Treasury Secretary Janet Yellen acknowledged that US economic sanctions risk the hegemony of the US dollar as the world’s reserve currency as they push targeted countries to seek alternatives.
“There is a risk when we use financial sanctions that are linked to the role of the dollar that over time it could undermine the hegemony of the dollar,” Yellen said on CNN.
“Of course, it does create a desire on the part of China, of Russia, of Iran to find an alternative,” Yellen said. “But the dollar is used as a global currency for reasons that are not easy for other countries to find an alternative with the same properties.”

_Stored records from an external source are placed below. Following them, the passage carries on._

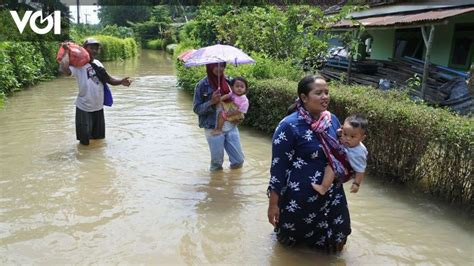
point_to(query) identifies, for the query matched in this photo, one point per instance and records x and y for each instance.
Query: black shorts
(89, 125)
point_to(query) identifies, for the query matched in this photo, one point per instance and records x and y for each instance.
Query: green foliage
(25, 63)
(428, 148)
(157, 44)
(122, 15)
(292, 32)
(112, 48)
(79, 32)
(116, 31)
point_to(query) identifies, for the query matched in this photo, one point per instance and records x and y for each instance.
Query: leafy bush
(112, 48)
(428, 148)
(156, 44)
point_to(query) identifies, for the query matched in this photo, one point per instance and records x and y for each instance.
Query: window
(408, 42)
(462, 49)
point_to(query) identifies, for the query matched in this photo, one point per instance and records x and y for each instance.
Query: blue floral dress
(297, 161)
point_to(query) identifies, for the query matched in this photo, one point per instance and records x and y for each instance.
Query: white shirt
(91, 91)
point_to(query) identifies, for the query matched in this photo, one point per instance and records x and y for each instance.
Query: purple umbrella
(218, 54)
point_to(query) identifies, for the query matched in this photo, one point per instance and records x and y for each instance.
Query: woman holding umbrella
(207, 95)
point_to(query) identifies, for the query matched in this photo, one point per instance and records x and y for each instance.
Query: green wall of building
(384, 40)
(383, 43)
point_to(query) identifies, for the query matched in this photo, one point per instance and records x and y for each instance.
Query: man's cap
(90, 41)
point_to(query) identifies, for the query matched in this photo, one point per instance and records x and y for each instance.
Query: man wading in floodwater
(91, 78)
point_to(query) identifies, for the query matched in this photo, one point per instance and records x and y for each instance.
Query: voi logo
(53, 20)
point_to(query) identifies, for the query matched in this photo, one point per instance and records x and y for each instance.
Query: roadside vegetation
(429, 149)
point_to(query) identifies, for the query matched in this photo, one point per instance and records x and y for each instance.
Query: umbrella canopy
(218, 53)
(184, 56)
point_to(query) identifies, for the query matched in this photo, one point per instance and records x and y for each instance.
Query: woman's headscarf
(214, 79)
(332, 148)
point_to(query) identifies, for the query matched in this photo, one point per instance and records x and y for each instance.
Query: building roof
(404, 19)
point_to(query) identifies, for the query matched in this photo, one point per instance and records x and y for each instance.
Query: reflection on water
(143, 195)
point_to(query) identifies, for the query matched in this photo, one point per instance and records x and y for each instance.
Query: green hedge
(113, 48)
(24, 64)
(427, 148)
(155, 44)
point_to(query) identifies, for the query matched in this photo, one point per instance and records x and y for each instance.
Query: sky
(85, 11)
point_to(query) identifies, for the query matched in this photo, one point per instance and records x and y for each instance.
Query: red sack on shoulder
(78, 56)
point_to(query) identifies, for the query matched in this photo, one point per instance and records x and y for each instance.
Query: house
(433, 39)
(395, 30)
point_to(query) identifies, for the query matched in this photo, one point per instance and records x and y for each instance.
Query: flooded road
(144, 195)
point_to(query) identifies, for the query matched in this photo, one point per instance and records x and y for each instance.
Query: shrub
(156, 44)
(112, 48)
(428, 148)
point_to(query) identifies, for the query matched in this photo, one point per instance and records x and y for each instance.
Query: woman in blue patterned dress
(298, 213)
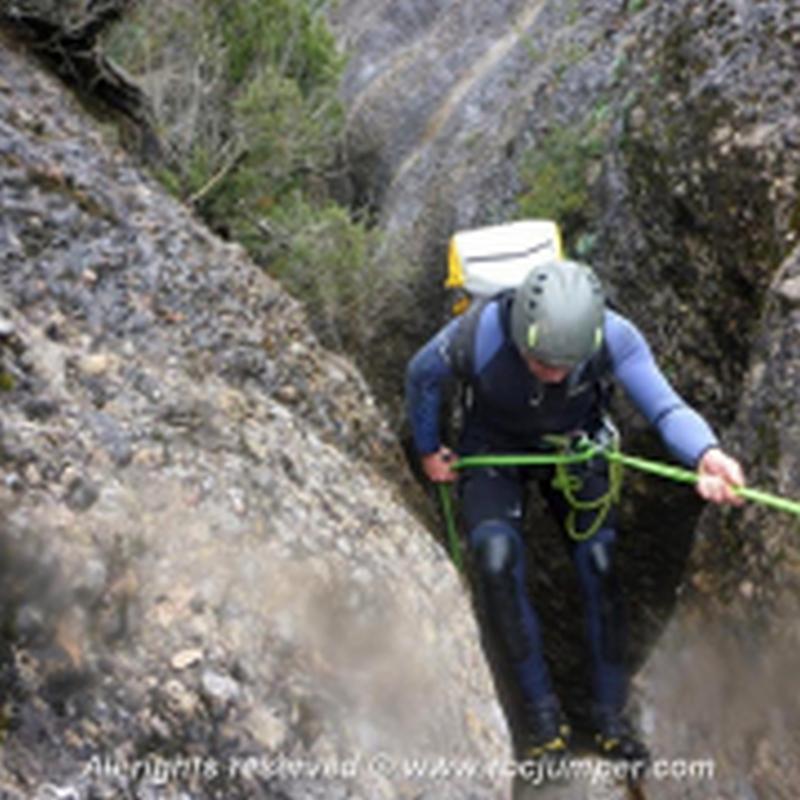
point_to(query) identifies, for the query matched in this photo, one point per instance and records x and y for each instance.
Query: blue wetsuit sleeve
(685, 433)
(426, 375)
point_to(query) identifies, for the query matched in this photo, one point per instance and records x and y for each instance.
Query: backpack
(483, 262)
(487, 264)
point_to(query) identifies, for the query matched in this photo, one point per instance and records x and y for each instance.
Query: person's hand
(718, 475)
(437, 466)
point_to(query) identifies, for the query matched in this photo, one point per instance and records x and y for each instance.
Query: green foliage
(246, 96)
(286, 34)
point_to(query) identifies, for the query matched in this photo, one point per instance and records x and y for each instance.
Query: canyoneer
(537, 361)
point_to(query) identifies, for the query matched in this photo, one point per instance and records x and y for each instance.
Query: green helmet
(557, 313)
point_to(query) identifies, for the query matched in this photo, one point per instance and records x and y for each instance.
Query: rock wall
(691, 217)
(201, 563)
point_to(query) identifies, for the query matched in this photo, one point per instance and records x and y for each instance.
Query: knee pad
(503, 588)
(612, 605)
(496, 551)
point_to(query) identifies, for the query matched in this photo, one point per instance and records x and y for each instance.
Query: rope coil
(582, 450)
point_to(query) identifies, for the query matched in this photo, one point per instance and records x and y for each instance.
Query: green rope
(687, 476)
(450, 523)
(582, 451)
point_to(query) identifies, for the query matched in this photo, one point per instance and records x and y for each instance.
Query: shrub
(246, 98)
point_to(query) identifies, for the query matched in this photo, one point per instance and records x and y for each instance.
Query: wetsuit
(508, 411)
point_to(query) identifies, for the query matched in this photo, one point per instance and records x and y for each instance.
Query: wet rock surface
(204, 576)
(691, 218)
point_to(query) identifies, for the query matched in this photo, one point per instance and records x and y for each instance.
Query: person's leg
(605, 613)
(492, 505)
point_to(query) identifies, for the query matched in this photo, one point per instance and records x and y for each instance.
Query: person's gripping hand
(438, 465)
(718, 476)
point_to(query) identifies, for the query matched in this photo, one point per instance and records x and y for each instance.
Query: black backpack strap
(461, 354)
(461, 350)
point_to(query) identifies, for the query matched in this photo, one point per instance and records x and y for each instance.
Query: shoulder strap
(462, 345)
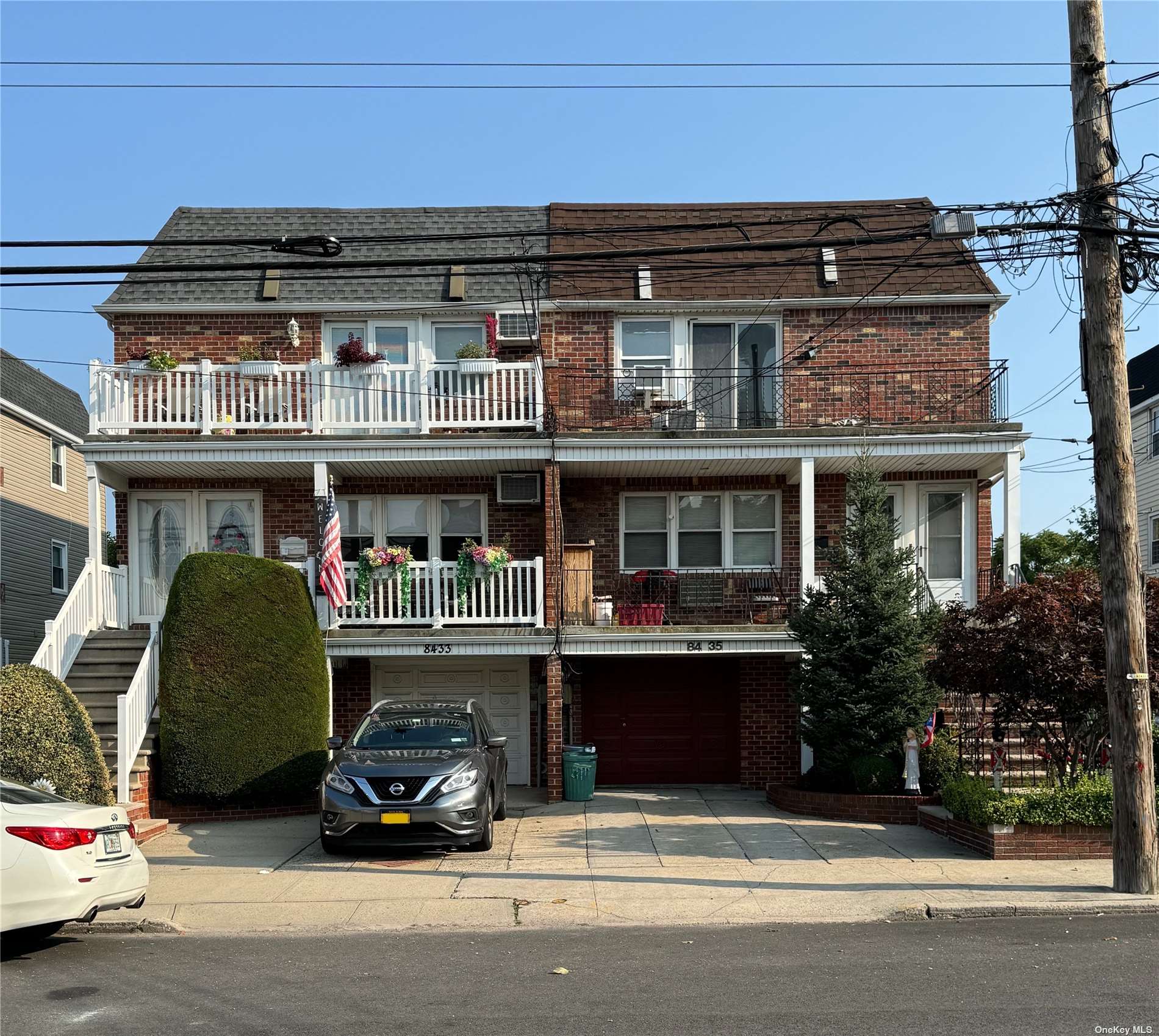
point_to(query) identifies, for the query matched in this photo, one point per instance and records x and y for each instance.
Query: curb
(148, 926)
(1052, 910)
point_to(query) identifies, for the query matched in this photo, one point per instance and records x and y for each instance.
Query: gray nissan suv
(415, 774)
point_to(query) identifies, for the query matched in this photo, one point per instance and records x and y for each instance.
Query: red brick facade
(1025, 841)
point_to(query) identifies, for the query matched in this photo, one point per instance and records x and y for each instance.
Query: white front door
(159, 537)
(945, 542)
(500, 686)
(231, 523)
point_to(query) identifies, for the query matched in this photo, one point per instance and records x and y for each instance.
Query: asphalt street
(1019, 975)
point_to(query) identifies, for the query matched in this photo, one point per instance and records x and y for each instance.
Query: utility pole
(1136, 853)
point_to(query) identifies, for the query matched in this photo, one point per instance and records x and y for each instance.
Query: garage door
(501, 686)
(659, 722)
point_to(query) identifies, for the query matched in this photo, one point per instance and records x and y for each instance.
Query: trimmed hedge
(245, 697)
(46, 733)
(1089, 801)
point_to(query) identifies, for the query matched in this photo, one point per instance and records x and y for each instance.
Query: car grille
(411, 788)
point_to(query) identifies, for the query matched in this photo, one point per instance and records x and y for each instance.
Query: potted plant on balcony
(255, 361)
(382, 564)
(475, 359)
(152, 361)
(353, 353)
(476, 563)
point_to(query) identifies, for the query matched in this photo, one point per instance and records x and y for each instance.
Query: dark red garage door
(662, 722)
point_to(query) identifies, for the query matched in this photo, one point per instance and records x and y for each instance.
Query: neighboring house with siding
(43, 502)
(1143, 381)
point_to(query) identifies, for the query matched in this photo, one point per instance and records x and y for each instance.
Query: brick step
(149, 830)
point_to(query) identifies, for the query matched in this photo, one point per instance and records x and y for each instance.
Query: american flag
(333, 574)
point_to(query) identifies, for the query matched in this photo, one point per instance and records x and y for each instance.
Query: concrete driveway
(651, 855)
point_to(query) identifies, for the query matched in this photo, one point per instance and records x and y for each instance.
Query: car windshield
(414, 730)
(23, 795)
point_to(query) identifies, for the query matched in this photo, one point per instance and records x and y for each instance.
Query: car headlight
(336, 780)
(464, 779)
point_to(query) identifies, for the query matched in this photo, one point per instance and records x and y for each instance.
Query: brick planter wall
(178, 814)
(1022, 841)
(869, 809)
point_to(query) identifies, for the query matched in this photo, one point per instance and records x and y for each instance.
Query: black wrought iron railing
(792, 397)
(663, 597)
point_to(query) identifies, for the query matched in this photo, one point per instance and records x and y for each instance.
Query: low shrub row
(1089, 801)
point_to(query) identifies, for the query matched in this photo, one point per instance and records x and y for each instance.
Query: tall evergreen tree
(863, 677)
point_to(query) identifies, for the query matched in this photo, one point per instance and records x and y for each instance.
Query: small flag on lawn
(333, 573)
(928, 736)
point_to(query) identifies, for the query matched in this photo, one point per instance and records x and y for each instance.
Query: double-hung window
(57, 464)
(451, 337)
(700, 531)
(59, 567)
(356, 515)
(393, 340)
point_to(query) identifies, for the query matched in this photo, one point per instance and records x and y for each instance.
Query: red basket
(642, 614)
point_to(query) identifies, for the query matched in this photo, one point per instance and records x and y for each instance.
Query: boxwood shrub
(243, 698)
(1089, 801)
(46, 733)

The robust US capital markets and rule of law “are essential in a currency that is going to be used globally for transactions,” she added. “And we haven’t seen any other country that has the basic… institutional infrastructure that would enable its currency to serve the world like this.”
Yellen noted that sanctions are an “extremely important tool,” all the more so when used by the United States and its allies as “a coalition of partners acting together to impose these sanctions.” But she recognized how sanctions can hurt the US dollar.
Last month, Yellen recognized that US sanctions on Iran have caused a “real economic crisis” in the country but haven’t changed the government’s behavior. Despite this, she said the Biden administration plans to impose more sanctions on the Islamic Republic.